Ms Smith was at Downing St for the weekly cabinet meeting on Tuesday
Jacqui Smith is to stand down as home secretary in the cabinet reshuffle, sources close to her have told the BBC.
Prime Minister Gordon Brown is set to shake up his cabinet after Thursday's European and English local elections.
The source said she was stepping down for her family, who had been "at the forefront" of a row over her expenses.
Ms Smith, who wants to remain an MP, was criticised for listing her sister's London house as her main home - and her husband's claim for an adult movie.
It is understood Ms Smith, the first woman home secretary, intends to defend her Redditch seat at the next election.
It comes as Labour backbencher Ian Gibson is told he cannot stand again for the party over his expenses claims and three other MPs announce their intention to stand down at the next general election.
Cabinet Office minister Tom Watson, a close ally of Mr Brown, is also expected to stand down from the government in the reshuffle - expected in the next week.
Mr Brown confirmed to the BBC he is planning a reshuffle but refused to be drawn on individual ministers' roles, amid speculation that Chancellor Alistair Darling, whose expenses have also been questioned, may also be moved.
The BBC understands that Ms Smith, 46, told Mr Brown during the Easter recess that she wanted to step down as home secretary.
A source close to Ms Smith said she was quitting her cabinet job because it was the "right thing for her family".
The source told the BBC that the row had put pressure on her children and her parents and while she regretted wrongly submitting a claim for the adult movie, she felt "vindicated" in her overall approach to claims, now those of other MPs had been published.
She made no mention of her plans while moving the Borders, Citizenship and Immigration Bill in the Commons on Tuesday afternoon but received several "hear hears" as she stood up.
But her opposite number Chris Grayling suggested it was her "final appearance" as home secretary and said she had "pre-announced the reshuffle".
She was promoted to the job when Mr Brown became prime minister in 2007 and initially won plaudits for her handling of the car bomb attack on Glasgow Airport.
But she has since come under pressure over issues - including attempts to extend pre-charge detention limits for terrorist suspects and the Home Office leaks inquiry that led to the arrest of Tory MP Damian Green.
Weeks before the Daily Telegraph began its revelations about MPs' expenses, Ms Smith's own claims came under question.
She had designated her sister's home, where she stays when she is in London, as her main home - rather than her constituency home where her family live.
Later she agreed to pay back allowances claimed for pay-per-view television services, which included two adult films apparently watched by her husband.

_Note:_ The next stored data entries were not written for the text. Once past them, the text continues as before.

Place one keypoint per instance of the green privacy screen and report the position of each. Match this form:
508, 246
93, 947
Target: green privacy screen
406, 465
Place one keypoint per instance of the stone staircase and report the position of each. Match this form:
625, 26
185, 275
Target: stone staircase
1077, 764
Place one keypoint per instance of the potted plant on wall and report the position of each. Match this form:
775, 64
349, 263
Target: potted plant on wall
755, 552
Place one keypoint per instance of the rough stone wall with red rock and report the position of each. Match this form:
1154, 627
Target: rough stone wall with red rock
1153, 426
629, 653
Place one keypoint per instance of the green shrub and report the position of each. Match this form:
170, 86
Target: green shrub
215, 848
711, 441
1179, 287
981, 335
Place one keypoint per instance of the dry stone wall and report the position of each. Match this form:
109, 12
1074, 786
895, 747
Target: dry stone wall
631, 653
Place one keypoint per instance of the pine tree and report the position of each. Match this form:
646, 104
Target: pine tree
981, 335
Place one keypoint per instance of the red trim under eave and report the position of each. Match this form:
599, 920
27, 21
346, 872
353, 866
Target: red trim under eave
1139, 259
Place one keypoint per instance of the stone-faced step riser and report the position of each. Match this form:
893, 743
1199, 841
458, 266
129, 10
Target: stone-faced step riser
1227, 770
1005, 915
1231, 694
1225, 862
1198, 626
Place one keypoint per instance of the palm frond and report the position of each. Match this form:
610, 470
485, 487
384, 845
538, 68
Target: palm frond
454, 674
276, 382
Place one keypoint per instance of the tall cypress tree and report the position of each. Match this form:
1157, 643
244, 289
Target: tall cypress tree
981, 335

Labour's deputy leader Harriet Harman, interviewed on BBC Radio 4's World at One, said she could not confirm the "speculation" about Ms Smith.
But she added: "I think she is an outstanding home secretary. And yes there has been controversy around her expenses and she's not alone in that.

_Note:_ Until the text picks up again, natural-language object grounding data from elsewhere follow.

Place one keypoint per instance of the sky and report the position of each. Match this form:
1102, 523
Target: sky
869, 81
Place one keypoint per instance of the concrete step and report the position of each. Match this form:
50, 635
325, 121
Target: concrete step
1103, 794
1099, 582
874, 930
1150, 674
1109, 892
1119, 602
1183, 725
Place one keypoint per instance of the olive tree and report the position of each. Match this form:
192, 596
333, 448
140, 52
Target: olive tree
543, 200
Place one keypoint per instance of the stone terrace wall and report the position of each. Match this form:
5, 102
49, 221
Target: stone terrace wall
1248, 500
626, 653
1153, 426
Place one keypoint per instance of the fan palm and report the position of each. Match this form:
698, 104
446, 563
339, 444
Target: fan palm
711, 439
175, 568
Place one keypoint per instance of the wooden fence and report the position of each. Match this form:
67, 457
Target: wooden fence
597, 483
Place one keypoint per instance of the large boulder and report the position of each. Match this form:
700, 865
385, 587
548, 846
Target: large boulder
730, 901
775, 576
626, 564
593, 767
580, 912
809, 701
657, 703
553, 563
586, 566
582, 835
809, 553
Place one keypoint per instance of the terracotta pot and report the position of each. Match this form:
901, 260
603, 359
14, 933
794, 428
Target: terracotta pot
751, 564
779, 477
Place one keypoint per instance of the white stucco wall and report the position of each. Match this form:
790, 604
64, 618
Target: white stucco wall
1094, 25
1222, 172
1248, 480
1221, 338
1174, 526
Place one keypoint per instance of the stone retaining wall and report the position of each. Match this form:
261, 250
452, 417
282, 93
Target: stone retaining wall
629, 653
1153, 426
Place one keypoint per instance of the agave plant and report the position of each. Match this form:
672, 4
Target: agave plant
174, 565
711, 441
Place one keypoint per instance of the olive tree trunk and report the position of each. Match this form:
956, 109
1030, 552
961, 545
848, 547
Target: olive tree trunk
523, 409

"On any side of the House there's been controversy but I don't think she's ever wavered from her commitment to her job as home secretary."

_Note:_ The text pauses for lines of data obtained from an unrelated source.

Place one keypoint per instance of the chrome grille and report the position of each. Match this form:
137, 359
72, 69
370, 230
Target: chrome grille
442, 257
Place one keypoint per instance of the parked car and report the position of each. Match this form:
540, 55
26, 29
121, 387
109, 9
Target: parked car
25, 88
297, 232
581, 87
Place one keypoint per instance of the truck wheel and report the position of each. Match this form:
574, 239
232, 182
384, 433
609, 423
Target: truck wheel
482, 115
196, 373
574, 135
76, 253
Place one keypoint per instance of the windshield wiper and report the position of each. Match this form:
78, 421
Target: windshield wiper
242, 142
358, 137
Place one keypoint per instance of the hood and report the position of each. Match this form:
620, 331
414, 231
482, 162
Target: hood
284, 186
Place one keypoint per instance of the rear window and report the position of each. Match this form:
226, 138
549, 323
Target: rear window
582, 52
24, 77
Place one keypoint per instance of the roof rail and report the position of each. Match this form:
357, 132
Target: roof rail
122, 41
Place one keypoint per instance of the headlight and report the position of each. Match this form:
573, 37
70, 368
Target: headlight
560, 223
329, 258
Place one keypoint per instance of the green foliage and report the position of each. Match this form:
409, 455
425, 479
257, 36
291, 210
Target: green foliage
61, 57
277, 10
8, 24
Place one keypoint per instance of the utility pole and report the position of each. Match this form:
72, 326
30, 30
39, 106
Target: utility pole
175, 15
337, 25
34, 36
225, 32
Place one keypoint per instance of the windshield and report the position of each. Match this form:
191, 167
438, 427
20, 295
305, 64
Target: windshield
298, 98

Chris Huhne, the Liberal Democrats' home affairs spokesman, said it was "extraordinary" that leaks suggested Alistair Darling was also "on the way out".
He said: "For a government to lose both the chancellor of the exchequer and the home secretary, two of the top four people, in one reshuffle does suggest that the real problem isn't the top four, it's the person right at the top, it's the prime minister."
Hewitt and Hughes
Mr Darling and Transport Secretary Geoff Hoon have also found their expenses claims questioned and have paid back some money claimed on their second homes.
Earlier BBC's political editor Nick Robinson asked the prime minister if both should remain in the cabinet. Mr Brown said so far people only had "the newspapers' version" of much of what had been claimed.
MPS LEAVING PARLIAMENT
The following MPs have said in the past three weeks that they will not contest the next election
Conservative: Andrew MacKay, Julie Kirkbride, Douglas Hogg, Sir Peter Viggers, Anthony Steen, Sir Nicholas and Ann Winterton, Christopher Fraser
Labour: Margaret Moran, Ben Chapman, David Chaytor, Ian McCartney, John Smith, Patricia Hewitt, Beverley Hughes, Michael Martin (Speaker)
"We're doing a far more extensive examination of what's happened with expenses and everything else. If there's a reshuffle, that's a matter for me about people's competences, ministers as well," he said.
"If any mistakes have been made and if they were exposed - then people will have to accept the consequences".
Communities Secretary Hazel Blears has also faced widespread speculation that she will be axed as a result of controversy over her second home claims.
Bury North Labour MP David Chaytor, who is accused of claiming for a mortgage that was already paid off, said that he would not stand at the next election.
Also on Tuesday, former Health Secretary Patricia Hewitt and children's minister Beverley Hughes announced they would stand down at the next election, but said it had nothing to do with the expenses furore.
Ms Harman said Ms Hughes and Ms Hewitt were going due to family reasons and rejected suggestions that the "wheels are falling off" the government.